Она покачала головой.
– Луизе? Солгала о чем?
– Нет смысла говорить ей правду, – ответила Лина. – Не сейчас. Пусть винит меня. По крайней мере, я рядом. Ей нужен кто-то, на кого можно обратить свою ненависть.
– Ты о чем, Лина? Что ты имеешь в виду?
Девочка устремила на меня взгляд холодных зеленых глаз. Она казалась совсем взрослой и была очень похожа на тебя, когда ты вытащила меня из воды. Такой же изменившейся и изможденной.
– Я не угрожала. Я бы никогда так не поступила. Я любила ее. Никто из вас этого не понимает, наверное, вы вообще не знаете, что такое любовь. Я бы все сделала ради нее.
– Выходит, если ей угрожала не ты… – Я знала ответ еще до того, как его услышала:
– Это была мама.
Джулс
В комнате повеяло холодом – если бы я верила в духов, то решила бы, что ты к нам присоединилась.
– Мы действительно ругались. Я не хотела, чтобы они продолжали встречаться. Она сказала, что ей все равно, что я думаю. Сказала, что я еще не доросла и не понимаю, что такое настоящие отношения. Я обозвала ее шлюхой, а она меня целкой. То есть мы ругались насмерть. Глупо и ужасно. Когда Кэти ушла, выяснилось, что мама была в своей комнате, через стенку, а я думала, что ее нет. Она все слышала. И сказала, что должна поговорить об этом с Луизой. Я умоляла ее не делать этого. Говорила, что это разрушит жизнь Кэти. Тогда она предложила поговорить с Хелен Таунсенд, потому что именно Марк поступал плохо, а она была его начальницей. Сказала, что его могут просто уволить, а имя Кэти никогда не всплывет. Я заявила, что это глупость, но она и сама это понимала. Его нельзя будет уволить просто так, придется указать официальную причину. Тут же вмешается полиция. Дело направят в суд. Все выплывет наружу. И даже если имя Кэти не будет названо, родители все равно узнают, все в школе узнают… Такое не останется в тайне. – Она глубоко вдохнула и медленно выдохнула. – Я сразу сказал маме, что Кэти скорее умрет, чем пройдет через все это.
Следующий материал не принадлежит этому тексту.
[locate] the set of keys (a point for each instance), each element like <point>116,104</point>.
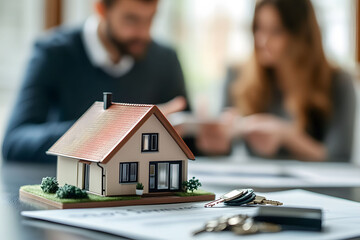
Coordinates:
<point>240,197</point>
<point>238,224</point>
Лина подалась вперед, открыла окно и, покопавшись в кармане толстовки, вытащила пачку сигарет. Затем закурила и выдохнула дым в окно.
– Я умоляла ее, умоляла в буквальном смысле, и мама обещала подумать, как поступить. Сказала, что мне надо убедить Кэти перестать с ним встречаться, что это было злоупотребление властью и абсолютно недопустимо. Она обещала, что не станет пока ничего предпринимать и даст мне время убедить Кэти. – Она раздавила почти целую сигарету о подоконник и выбросила ее за окно. – Я поверила ей. Я ей доверяла.
Она снова повернулась ко мне:
– Но через пару дней я увидела маму на парковке возле школы: она разговаривала с мистером Хендерсоном. Я не знаю, о чем они говорили, но со стороны беседа выглядела совсем не мирной, и я знала, что должна рассказать Кэти, на всякий случай. Она должна была знать, должна была быть готовой… – Ее голос сорвался, и она с трудом сглотнула. – Через три дня она умерла.
Лина шмыгнула носом и вытерла его.
– Дело в том, что мы с ней потом обсуждали это, и мама клялась, что в разговоре с Марком Хендерсоном не упоминала о Кэти. А спорили они из-за меня, из-за того, что у меня проблемы с учебой.
– Подожди… Лина, я не понимаю. Мама не угрожала им, что обо всем расскажет?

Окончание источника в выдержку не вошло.